I doubt that a deflationist about truth—someone who understoods truth at base in terms of Tarski's Schema (T)—who does not make use of propositions can make sense of the following claim:
- There was a probability at least 0.01 that somewhere there would evolve beings most of whose empirical beliefs are true.
- There was a probability at least 0.01 that somewhere in the universe there would evolve beings most of whose empirical beliefs b satisfy the condition that there is a sentence S of English such that b is a belief that S, and in fact S,
But one way to see that (1) and (2) differ is this. Let (1a) be a straightforward translation of (1) to Chinese—what a competent translator will produce given (1). Then, (1a) will be synonymous with (1). Now consider the claim:
- There was a probability at least 0.01 that somewhere in the universe there would evolve beings most of whose empirical beliefs b satisfy the condition that there is a sentence S of English such that b is a belief that S, and in fact S.
So, we conclude by transitivity of cognitive equivalence, that according to our deflationist, (2) and (3) are cognitively equivalent. But they are not. The reason is simple: Chinese and English developed in sufficiently different cultural milieux that there will surely be some concepts in the one language that have no equivalent in the other. (Think for instance of the impossibility of translating the English "nice" to various other languages, or the impossibility of translating the Hebrew "khesed" to English.) As a result, the substitutional quantification over all sentences of Chinese will pick up some sentences that have no English equivalents, and vice versa, and so different claims will be made by (2) and (3). (Indeed, if the probability of the evolution of linguistic beings most of whose beliefs are true turns out to be very, very close to 0.01, then (2) and (3) might differ in truth value, because the probabilities in these two claims will be slightly different.) But once we accepted that (1) and (2) do not differ cognitively, we had to accept that (2) and (3) don't differ cognitively. Hence, (1) and (2) do differ cognitively.
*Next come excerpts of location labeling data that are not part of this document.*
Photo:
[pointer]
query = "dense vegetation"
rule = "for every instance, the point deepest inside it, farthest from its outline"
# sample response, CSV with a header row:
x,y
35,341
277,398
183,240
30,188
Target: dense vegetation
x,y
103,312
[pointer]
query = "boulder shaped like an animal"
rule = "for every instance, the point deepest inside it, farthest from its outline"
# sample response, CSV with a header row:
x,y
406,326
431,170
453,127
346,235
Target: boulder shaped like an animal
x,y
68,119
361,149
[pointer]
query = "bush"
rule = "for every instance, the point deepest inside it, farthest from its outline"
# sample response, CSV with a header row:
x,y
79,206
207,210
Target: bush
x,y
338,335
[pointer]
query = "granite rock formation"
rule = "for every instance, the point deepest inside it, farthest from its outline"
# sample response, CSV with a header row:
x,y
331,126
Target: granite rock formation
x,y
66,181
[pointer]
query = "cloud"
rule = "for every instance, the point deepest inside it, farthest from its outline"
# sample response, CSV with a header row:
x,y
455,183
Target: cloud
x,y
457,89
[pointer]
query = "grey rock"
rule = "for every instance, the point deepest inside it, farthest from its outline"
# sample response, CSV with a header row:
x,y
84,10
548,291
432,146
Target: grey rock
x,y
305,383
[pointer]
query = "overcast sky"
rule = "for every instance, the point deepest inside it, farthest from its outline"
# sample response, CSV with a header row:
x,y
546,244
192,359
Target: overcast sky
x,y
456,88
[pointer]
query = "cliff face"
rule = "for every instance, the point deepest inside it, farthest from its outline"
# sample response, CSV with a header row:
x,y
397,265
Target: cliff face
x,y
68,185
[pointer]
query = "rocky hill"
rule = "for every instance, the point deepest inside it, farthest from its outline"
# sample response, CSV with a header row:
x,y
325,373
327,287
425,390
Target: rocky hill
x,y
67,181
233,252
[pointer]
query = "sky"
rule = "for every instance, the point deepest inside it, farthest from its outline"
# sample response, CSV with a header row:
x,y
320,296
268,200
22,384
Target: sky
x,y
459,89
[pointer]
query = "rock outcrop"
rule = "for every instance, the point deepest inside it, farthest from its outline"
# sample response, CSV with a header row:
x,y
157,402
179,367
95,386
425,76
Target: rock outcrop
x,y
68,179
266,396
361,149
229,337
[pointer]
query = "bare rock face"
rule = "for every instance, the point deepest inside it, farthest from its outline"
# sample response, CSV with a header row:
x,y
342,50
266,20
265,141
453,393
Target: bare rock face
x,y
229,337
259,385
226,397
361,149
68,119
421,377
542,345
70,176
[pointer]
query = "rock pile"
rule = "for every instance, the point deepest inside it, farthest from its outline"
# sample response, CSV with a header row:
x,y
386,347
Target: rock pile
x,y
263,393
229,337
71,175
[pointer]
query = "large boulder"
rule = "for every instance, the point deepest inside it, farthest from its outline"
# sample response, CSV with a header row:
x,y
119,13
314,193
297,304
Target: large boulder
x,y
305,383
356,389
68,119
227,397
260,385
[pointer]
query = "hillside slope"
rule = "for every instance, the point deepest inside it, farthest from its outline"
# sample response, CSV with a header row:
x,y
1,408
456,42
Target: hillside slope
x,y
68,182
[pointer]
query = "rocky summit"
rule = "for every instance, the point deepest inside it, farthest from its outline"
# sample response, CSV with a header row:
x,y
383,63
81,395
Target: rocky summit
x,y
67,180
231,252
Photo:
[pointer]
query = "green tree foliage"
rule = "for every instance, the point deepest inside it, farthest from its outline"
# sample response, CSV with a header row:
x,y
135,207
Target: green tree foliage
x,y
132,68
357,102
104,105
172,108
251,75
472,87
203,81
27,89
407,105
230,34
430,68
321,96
A second way to see that (1) and (2) differ is this: Plainly there could have evolved linguistic beings most of whose beliefs are true but few of whose beliefs can be translated into English. (Think of plasma-based beings most of whose beliefs are about aspects of plasma-based existence that English lacks the ability to express.)
But maybe one will say: "English and Chinese nowadays include the whole language of science, and are highly extensible, etc., so in fact anything an alien could believe is something we could say in either English or Chinese." I don't know about that. But non-propositional deflationism about truth, if true, should be true of all languages. Now, imagine a race of aliens who spend most of their life playing games and philosophizing. They live in a nutritionally rich environment such that they do not need to have as many well-developed empirical and scientific concepts as we do. Their language is highly deprived on the empirical side. For instance, they do not know anything about light or any other form of electromagnetic radiation. But they're superb players of a game very much like chess but played by smell, and they love talking about the nature of language. They have a concept of truth that functions just as ours does. Now, if non-propositional deflationism is true, it is true for these aliens, too. Thus, their equivalent to (1) had better be equivalent to something like (2) or (3), but with the name of their language in the place of "English" and "Chinese". But it is clear that the switch from "English" and "Chinese" to that alien language does in fact change things. In particular, because of the empirical impoverishment of their language, it is harder for their equivalent to (2) or (3) to be correct, because there are fewer empirical beliefs of yet other aliens that can be translated into their language than can be translated into ours.
This argument doesn't seem to take enough account of the extensibility of English that's essential to deflationary theories. Either the alien language is extensible or not. If so, the argument fails. If not, deflationism shouldn't be formulated in the alien language.